Wir staunen auch immer wieder über den Einfallsreichtum der Beamten. Von der falschen Farbe des Autos zu hohen Stossstangen oder einem fehlenden Leichensack, der zwingend in jedem Auto mitgeführt werden muss, alles ist möglich. Natürlich ist die Sprache ein Problem, Spanisch ist da relativ kompliziert und viele Wörter führen zu Verwechslungen. «Fiambre» als Beispiel heisst sowohl Aufschnitt, als auch Leiche.

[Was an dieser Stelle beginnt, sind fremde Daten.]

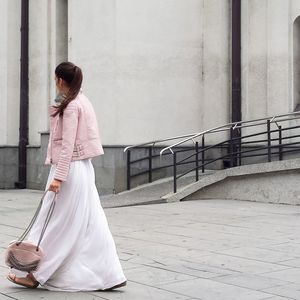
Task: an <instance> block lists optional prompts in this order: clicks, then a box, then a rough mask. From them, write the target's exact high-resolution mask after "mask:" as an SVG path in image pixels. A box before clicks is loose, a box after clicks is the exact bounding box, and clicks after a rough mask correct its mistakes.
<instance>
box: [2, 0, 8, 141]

Werden wir also bei gut gefülltem Kühlschrank nach Wurstware, also Fiambre gefragt, können wir dies getrost verneinen, wir sind ja kein Leichenwagen! Gleiches gilt natürlich auch für die deutsche Sprache. Viele europäische Touristen haben vorne am Fahrzeug klar und gross «Suiza» oder «Alemania» oder «Tourista» angeschrieben und vergessen dabei, für einen südamerikanischen Polizisten bedeuten diese Wörter «Zahltag».

 

Wichtig: Improvisation
Machen wir einen Fehler, was durchaus auch vorkommt, braucht es zusätzlich zu den Nerven noch etwas Improvisationstalent. Als Beispiel in Mexiko, als ich über 300 Meter in falscher Richtung durch eine Einbahnstrasse fuhr. Was wegen fehlendem Verkehr eigentlich kein grosses Problem war, hätte die Einbahnstrasse nicht direkt vor dem Polizeiposten geendet, während die ganze Belegschaft beim Morgenrapport auf der Strasse in Habachtstellung stand. Natürlich wurden wir ausserhalb vom Dorf von zwei Polizeifahrzeugen gestoppt und mit vorgehaltener Waffe recht unfreundlich um unsere Papiere gebeten. «Von wo kommst du», die erste Frage vom Polizisten. «Aus der Schweiz.» «Was bist du von Beruf», seine weitere Frage. «Polizist», sagte ich ohne mit der Wimper zu zucken. Ohne auch nur einen Blick auf meine Papiere zu werfen gab er mir diese zurück und sagte: «Ich wünsche dir noch einen schönen Aufenthalt hier bei uns Kollege, fahr aber etwas vorsichtiger.»